WASHINGTON, D.C. — Today, U.S. Sen. Sherrod Brown (D-OH) announced that several of his proposals to protect Ohio families from lead exposure were signed into law by President Obama as part of a water infrastructure package passed last weekend. Brown has been a strong supporter of federal funding to help prevent lead poisoning, monitor lead exposure in children, and eliminate lead hazards.

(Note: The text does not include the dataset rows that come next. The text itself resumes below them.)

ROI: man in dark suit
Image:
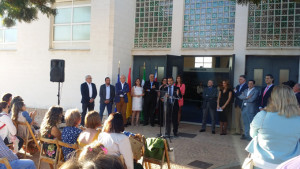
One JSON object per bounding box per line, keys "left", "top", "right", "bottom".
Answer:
{"left": 293, "top": 83, "right": 300, "bottom": 106}
{"left": 143, "top": 74, "right": 159, "bottom": 126}
{"left": 233, "top": 75, "right": 248, "bottom": 135}
{"left": 99, "top": 77, "right": 115, "bottom": 121}
{"left": 258, "top": 74, "right": 275, "bottom": 111}
{"left": 162, "top": 77, "right": 182, "bottom": 137}
{"left": 200, "top": 80, "right": 218, "bottom": 134}
{"left": 115, "top": 75, "right": 129, "bottom": 126}
{"left": 81, "top": 75, "right": 97, "bottom": 126}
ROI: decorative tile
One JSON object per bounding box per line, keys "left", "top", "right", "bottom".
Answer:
{"left": 247, "top": 0, "right": 300, "bottom": 48}
{"left": 134, "top": 0, "right": 173, "bottom": 48}
{"left": 183, "top": 0, "right": 236, "bottom": 48}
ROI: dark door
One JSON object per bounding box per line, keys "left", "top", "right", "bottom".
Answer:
{"left": 166, "top": 55, "right": 184, "bottom": 79}
{"left": 133, "top": 56, "right": 167, "bottom": 84}
{"left": 245, "top": 56, "right": 299, "bottom": 88}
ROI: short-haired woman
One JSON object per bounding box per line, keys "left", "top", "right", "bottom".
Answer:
{"left": 98, "top": 113, "right": 133, "bottom": 169}
{"left": 245, "top": 85, "right": 300, "bottom": 168}
{"left": 131, "top": 78, "right": 144, "bottom": 126}
{"left": 40, "top": 106, "right": 63, "bottom": 158}
{"left": 77, "top": 110, "right": 101, "bottom": 148}
{"left": 61, "top": 109, "right": 82, "bottom": 160}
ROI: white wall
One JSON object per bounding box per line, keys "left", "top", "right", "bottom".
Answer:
{"left": 0, "top": 0, "right": 114, "bottom": 111}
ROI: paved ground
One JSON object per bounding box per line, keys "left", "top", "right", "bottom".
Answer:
{"left": 26, "top": 108, "right": 249, "bottom": 169}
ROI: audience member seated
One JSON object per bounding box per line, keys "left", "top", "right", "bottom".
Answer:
{"left": 9, "top": 96, "right": 23, "bottom": 116}
{"left": 276, "top": 155, "right": 300, "bottom": 169}
{"left": 61, "top": 109, "right": 82, "bottom": 160}
{"left": 77, "top": 111, "right": 101, "bottom": 148}
{"left": 0, "top": 137, "right": 36, "bottom": 169}
{"left": 12, "top": 101, "right": 38, "bottom": 139}
{"left": 40, "top": 106, "right": 63, "bottom": 159}
{"left": 0, "top": 101, "right": 24, "bottom": 152}
{"left": 98, "top": 112, "right": 133, "bottom": 169}
{"left": 2, "top": 93, "right": 12, "bottom": 107}
{"left": 60, "top": 141, "right": 124, "bottom": 169}
{"left": 245, "top": 85, "right": 300, "bottom": 168}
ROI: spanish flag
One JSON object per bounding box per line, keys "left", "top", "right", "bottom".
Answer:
{"left": 126, "top": 67, "right": 132, "bottom": 119}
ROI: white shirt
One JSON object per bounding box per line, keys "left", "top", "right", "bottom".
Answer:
{"left": 86, "top": 82, "right": 93, "bottom": 98}
{"left": 247, "top": 87, "right": 255, "bottom": 97}
{"left": 0, "top": 112, "right": 17, "bottom": 141}
{"left": 98, "top": 132, "right": 133, "bottom": 169}
{"left": 106, "top": 85, "right": 110, "bottom": 100}
{"left": 121, "top": 82, "right": 125, "bottom": 90}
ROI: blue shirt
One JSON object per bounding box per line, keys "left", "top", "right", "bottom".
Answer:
{"left": 106, "top": 85, "right": 110, "bottom": 100}
{"left": 0, "top": 137, "right": 18, "bottom": 162}
{"left": 246, "top": 111, "right": 300, "bottom": 164}
{"left": 22, "top": 111, "right": 32, "bottom": 124}
{"left": 61, "top": 126, "right": 82, "bottom": 160}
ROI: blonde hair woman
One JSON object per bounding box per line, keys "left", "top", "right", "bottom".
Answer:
{"left": 245, "top": 85, "right": 300, "bottom": 169}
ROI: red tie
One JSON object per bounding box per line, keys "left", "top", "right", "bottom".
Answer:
{"left": 263, "top": 86, "right": 269, "bottom": 97}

“No parent should have to worry that the water coming out of their faucets might be poisoning their children. Even a small amount of lead exposure can impair a child’s development and make learning more difficult,” Brown said. “That’s why it’s critical that we are taking proactive steps to upgrade our water infrastructure, test water in daycares and schools, and keep families informed if lead is found in the water supply. This law will help protect families and make our communities safer.”
The law includes:
The Lead Testing in School and Child Care Drinking Water Act of 2016: Brown cosponsored this bill, which will create a new federal grant program to help daycare centers and school districts test their drinking water for potential lead contamination. The law authorizes $20 million for this grant program through the Environmental Protection Agency (EPA).
A public notification requirement: The law includes a Brown proposal from a bill he introduced following water crises in Sebring, Ohio and Flint, Michigan that requires the EPA to automatically alert the public to lead contamination if the state or local agency responsible fails to do so in 15 days. Currently, local and state officials are responsible for notifying the public, which they failed to do in a timely manner in the cases of Sebring and Flint.
The Drinking Water Safety and Infrastructure Act: Brown is a cosponsor of this bill, which will provide federal aid to communities facing lead crises and help new ones from occurring. Many provisions from the law that would help Sebring and other communities in Ohio are included in the Water Infrastructure Investments for the Nation Act signed today:
The law also includes $60 million annually for a new EPA grant program to reduce lead levels in drinking water through replacement of lead service lines, testing, planning, corrosion control, and public education. Applications from small and disadvantaged communities will receive priority access to funding. Additionally, the law includes $20 million for a new EPA grant program that will help small and disadvantaged communities comply with federal standards under the Safe Drinking Water Act. Brown supported this provision to help communities like Sebring, Ohio deal with aging infrastructure.